My kids are driving me to drink.

Why do sleepers and creepers have ten thousand tiny snaps? Seriously, what the fuck is up with that? Note to clothing manufacturers - I have two words for you: giant zipper. From toe to neck. Do you have any idea how hard it is to dress a wiggling baby who refuses to lie still for ten seconds so you can fasten a dozen tiny snaps around her legs? How about two wiggly babies? It’s just ridiculous. Come on! We have individually wrapped hot dogs, pay at the pump, TIVO, and nail polish remover in a tiny jar with a sponge you just dip your fingers into. Yet, NOBODY has figured out yet that wiggly babies need zippers instead of a dozen tiny snaps? I’m disappointed to be an American!!
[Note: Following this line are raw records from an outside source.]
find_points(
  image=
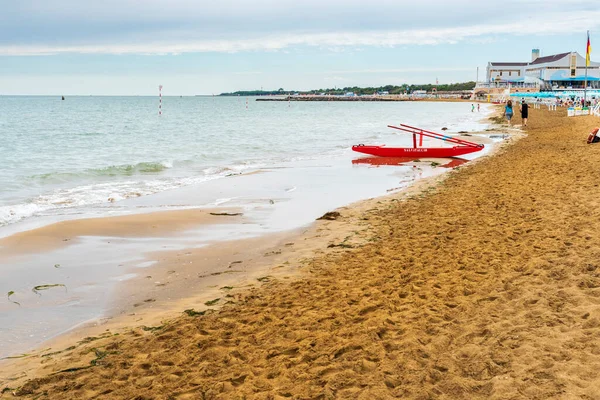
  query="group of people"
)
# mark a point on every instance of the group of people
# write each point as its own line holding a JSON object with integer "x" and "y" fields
{"x": 523, "y": 108}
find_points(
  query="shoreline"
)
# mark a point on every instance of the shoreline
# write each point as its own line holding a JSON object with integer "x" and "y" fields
{"x": 287, "y": 259}
{"x": 492, "y": 295}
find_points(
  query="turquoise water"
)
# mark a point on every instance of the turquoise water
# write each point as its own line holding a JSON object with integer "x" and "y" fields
{"x": 60, "y": 156}
{"x": 99, "y": 156}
Papa Murphy’s Take-and-Bake pizza is the fucking bomb, dude! Good thing I’m on Weight Watchers and painfully aware of every bite I put in my mouth, or I’d have a Papa Murphy’s Growing-and-Growing Ass.

Did I mention my kids are driving me to drink?

I’m so sick of doing that weird stepping dance, where you’re trying to navigate your way across the room, but you have to keep picking your feet up and leaping from side to side because there are Legos and Little People everywhere. My hell!!

It’s 9:02 p.m. I think I know four little monkeys who are about to ship off to dreamland. Thank God!